C'était novembre 1976. Le 25 pour être plus précis. La même journée que René Lévesque prêtait serment comme premier ministre du Québec.

C'était novembre 1976. Le 25 pour être plus précis. La même journée que René Lévesque prêtait serment comme premier ministre du Québec.

Le lendemain, La Presse -qui se vendait 25 cents- titre à la une de sa section Économie: «Le dollar canadien au pair avec le dollar US». Manchette semblable à celle de ce matin, sauf que le huard, qui valait alors 1,0004 $ US, venait de prendre la pente inverse, vers le bas. Et pendant 31 ans, le dollar canadien aura valu moins que le billet vert.

C'est l'image populaire que plusieurs ont gardé: élection du PQ = baisse inexorable du dollar canadien, une image accentuée par Jean Chrétien, qui ne se gênait pas pour se moquer de «la piastre à Lévesque», advenant l'indépendance du Québec.

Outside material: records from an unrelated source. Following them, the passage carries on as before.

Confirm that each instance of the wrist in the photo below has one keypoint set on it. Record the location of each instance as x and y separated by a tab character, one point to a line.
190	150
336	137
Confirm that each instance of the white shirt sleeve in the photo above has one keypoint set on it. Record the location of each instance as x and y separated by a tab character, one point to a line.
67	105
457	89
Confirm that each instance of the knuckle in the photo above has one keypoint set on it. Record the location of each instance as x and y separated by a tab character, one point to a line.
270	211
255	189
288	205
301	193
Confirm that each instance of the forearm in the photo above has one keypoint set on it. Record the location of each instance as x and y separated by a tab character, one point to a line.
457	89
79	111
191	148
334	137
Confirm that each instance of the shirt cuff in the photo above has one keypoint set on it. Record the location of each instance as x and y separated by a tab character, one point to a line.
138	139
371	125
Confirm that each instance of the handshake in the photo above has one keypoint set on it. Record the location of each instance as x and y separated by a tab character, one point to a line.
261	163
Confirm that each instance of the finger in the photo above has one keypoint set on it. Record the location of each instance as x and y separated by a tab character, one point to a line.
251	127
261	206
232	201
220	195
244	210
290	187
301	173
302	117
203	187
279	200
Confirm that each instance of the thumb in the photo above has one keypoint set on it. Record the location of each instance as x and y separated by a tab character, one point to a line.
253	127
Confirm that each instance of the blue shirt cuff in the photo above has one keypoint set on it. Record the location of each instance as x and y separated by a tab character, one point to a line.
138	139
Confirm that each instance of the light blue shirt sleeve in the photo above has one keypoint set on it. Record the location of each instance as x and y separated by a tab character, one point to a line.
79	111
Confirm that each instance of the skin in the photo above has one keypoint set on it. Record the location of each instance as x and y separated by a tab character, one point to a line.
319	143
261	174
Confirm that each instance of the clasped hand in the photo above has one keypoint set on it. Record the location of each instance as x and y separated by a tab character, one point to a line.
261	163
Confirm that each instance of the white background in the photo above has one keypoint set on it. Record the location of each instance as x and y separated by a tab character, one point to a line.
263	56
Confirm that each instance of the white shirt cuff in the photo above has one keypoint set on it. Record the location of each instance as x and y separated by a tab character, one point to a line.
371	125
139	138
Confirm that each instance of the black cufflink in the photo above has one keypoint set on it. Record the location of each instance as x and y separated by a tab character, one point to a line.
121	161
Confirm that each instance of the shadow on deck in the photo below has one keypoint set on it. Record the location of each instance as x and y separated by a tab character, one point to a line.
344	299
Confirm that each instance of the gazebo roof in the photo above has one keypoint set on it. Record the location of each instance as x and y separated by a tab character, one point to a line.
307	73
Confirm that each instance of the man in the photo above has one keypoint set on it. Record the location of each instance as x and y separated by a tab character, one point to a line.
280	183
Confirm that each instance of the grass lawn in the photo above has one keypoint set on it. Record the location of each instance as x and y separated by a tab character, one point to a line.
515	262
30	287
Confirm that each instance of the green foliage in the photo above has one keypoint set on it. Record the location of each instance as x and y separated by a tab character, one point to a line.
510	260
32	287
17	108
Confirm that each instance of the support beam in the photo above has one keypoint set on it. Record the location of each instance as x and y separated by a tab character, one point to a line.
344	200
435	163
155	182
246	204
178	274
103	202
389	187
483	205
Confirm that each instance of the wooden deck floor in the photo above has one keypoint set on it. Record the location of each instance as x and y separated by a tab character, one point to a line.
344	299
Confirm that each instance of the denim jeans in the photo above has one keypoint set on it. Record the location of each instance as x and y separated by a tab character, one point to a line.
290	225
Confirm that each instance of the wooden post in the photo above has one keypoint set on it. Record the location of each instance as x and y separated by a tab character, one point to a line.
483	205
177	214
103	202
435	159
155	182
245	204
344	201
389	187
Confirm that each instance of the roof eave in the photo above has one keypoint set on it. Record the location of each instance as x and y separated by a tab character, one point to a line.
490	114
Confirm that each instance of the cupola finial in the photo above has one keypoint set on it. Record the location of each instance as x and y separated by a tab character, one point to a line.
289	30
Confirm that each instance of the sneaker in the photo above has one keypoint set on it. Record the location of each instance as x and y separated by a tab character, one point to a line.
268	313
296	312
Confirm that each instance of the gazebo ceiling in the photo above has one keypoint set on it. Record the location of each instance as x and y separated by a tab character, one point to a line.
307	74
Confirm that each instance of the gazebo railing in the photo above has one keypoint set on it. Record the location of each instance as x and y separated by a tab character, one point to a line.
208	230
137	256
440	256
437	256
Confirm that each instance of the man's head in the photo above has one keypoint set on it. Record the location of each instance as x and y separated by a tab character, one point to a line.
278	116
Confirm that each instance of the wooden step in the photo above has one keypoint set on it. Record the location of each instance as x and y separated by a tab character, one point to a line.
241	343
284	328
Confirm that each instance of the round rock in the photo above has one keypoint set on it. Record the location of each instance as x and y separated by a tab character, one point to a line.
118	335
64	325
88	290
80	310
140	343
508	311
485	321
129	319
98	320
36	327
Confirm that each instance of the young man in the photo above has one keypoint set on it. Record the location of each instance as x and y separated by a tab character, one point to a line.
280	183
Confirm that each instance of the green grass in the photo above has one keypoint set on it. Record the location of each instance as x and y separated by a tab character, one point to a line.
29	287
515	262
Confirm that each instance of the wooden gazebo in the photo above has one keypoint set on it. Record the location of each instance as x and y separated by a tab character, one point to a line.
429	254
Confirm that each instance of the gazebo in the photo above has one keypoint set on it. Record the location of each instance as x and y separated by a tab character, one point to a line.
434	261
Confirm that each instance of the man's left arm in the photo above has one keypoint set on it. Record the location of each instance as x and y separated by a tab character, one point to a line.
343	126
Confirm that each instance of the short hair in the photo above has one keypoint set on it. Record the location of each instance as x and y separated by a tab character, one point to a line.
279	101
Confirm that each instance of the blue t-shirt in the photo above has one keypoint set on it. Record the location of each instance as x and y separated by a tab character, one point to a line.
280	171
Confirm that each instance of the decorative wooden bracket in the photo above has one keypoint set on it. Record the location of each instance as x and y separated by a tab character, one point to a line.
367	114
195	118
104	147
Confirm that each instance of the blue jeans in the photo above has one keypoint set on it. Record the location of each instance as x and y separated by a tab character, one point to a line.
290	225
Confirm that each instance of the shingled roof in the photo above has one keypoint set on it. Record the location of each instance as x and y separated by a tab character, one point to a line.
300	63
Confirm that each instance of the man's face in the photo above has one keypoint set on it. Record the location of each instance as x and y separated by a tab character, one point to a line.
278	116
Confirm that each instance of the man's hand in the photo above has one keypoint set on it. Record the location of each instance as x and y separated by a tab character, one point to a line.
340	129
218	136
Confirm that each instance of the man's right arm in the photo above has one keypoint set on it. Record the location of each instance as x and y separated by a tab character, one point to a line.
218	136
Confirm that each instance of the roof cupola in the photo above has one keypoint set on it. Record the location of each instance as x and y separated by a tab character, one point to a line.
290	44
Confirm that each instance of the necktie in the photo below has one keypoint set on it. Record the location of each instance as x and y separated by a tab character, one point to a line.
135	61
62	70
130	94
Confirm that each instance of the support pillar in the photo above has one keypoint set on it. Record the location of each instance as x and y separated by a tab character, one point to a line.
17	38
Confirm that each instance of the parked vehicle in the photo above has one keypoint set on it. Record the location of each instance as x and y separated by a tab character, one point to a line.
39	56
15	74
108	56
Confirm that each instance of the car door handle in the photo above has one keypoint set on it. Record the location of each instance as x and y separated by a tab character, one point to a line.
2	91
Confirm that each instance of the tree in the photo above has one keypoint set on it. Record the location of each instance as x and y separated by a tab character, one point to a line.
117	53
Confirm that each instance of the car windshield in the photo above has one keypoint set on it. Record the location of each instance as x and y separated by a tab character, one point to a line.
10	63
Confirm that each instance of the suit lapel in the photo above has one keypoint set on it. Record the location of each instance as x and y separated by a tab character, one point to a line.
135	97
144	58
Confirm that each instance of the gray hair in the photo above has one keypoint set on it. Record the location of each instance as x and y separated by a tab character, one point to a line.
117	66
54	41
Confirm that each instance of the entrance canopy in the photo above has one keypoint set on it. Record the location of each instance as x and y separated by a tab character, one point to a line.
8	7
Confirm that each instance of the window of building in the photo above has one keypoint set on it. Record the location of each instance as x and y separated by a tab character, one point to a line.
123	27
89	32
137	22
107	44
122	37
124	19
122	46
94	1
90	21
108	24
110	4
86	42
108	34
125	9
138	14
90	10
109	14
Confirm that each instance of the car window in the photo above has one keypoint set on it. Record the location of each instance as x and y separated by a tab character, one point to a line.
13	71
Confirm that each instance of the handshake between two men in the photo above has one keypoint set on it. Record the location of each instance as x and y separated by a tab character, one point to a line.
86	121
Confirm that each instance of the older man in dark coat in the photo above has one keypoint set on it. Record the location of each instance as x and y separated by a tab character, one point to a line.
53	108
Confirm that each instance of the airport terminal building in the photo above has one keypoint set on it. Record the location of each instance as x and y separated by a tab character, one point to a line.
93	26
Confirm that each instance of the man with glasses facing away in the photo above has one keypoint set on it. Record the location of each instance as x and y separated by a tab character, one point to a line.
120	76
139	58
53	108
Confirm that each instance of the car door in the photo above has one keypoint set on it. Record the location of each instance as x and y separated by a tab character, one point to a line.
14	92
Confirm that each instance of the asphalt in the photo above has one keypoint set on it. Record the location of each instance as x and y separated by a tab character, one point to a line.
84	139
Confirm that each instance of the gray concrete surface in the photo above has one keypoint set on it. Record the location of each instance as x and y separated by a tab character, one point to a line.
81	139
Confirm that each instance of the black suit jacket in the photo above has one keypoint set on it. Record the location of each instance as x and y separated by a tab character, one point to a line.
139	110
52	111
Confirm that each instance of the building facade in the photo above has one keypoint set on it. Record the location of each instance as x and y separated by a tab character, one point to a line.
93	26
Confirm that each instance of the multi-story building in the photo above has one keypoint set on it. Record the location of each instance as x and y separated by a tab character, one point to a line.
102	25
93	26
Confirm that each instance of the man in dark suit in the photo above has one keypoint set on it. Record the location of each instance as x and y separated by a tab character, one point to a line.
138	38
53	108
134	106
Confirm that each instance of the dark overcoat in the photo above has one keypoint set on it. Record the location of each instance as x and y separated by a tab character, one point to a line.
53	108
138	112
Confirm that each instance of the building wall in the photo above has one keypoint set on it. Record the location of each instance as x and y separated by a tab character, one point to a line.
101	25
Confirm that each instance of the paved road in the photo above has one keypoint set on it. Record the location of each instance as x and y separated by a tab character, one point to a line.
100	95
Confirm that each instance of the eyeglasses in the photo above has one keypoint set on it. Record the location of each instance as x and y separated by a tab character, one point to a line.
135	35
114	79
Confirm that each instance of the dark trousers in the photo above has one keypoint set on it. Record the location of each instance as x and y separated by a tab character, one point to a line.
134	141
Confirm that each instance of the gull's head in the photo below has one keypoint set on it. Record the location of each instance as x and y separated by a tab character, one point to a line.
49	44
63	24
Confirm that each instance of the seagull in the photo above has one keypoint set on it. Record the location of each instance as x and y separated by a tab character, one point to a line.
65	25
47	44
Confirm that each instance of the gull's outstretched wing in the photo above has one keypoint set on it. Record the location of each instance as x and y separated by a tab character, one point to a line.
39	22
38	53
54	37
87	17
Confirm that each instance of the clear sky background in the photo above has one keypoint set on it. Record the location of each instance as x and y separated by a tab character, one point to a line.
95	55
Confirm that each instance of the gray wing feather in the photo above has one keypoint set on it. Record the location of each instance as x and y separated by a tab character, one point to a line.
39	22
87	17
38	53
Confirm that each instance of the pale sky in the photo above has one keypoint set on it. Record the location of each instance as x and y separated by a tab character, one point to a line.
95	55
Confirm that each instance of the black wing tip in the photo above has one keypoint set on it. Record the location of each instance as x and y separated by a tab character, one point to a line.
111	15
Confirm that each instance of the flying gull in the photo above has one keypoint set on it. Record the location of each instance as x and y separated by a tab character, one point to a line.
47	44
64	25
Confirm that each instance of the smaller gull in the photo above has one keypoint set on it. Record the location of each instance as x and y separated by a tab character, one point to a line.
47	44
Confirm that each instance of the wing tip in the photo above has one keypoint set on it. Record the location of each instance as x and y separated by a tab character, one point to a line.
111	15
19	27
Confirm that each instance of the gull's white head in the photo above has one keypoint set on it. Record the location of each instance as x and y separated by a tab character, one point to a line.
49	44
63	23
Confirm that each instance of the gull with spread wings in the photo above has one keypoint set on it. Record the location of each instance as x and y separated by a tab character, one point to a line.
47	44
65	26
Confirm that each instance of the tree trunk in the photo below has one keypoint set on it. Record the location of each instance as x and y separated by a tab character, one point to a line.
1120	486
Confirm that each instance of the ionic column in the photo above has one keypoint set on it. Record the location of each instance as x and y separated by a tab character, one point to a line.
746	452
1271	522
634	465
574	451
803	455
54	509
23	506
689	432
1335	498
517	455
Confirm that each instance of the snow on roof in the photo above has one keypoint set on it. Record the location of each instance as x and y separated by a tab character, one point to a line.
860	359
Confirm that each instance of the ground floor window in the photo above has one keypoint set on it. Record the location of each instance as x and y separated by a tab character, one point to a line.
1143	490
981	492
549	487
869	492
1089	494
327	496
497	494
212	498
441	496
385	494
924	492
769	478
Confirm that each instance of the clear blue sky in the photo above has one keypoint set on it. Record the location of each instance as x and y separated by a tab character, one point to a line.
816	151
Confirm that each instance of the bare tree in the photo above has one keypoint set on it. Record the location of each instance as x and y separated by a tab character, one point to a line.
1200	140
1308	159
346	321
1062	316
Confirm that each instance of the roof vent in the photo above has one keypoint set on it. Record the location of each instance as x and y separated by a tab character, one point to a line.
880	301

«C'est une légende, de la propagande, dit au bout du fil l'économiste Bernard Élie, professeur au département des sciences économiques de l'UQAM. Il y avait des raisons plus objectives que l'élection du Parti québécois.»

M. Élie se rappelle bien de ce dollar canadien pré-1976, alors qu'il était plus fort que l'américain. Il se rendait même en Nouvelle-Angleterre sur le pouce pour pouvoir en profiter.

La montée de ce qu'on appellera plus tard le huard commence en 1970 quand le gouvernement décide de le laisser s'apprécier au gré du marché contre le dollar américain. Il atteint la parité en 1972 et, le 25 avril 1974, atteint un sommet de 1,0443$US.

Cette période correspond aussi à la crise du pétrole, qui voit les prix du brut grimper à la vitesse de l'éclair. Ce qui fait dire à Martin Lefebvre, des Études économiques Desjardins, que «la situation ressemble étrangement à ce qu'on vit actuellement».

Mais ça ne dure pas. La décennie 70 amène au Canada de la stagflation, c'est-à-dire que le nombre de chômeurs grimpe et que l'inflation suit la même courbe, rappelle M. Élie.

Sur la planète, poursuit-il, la crise du pétrole provoque alors un grave ralentissement. Résultat: les matières premières canadiennes, qui compte pour 30% ou 35% de la valeur de notre dollar, sont moins en demande. Le dollar canadien itou.

S'ensuivent des changements de politiques monétaires de la part de la Banque du Canada qui auront pour effet de mettre la lutte à l'inflation au coeur des objectifs de la Banque.

Pour ceux qui apprécient les anecdotes révélatrices, sachez que le magasin Pascal annonçait dans les pages de La Presse ce même 26 novembre 1976 un solde de «lave-vaisselle adaptable à 6 cycles» à 384,95 $. Une rondelette somme à l'époque. La lutte à l'inflation a fait quelques gagnants.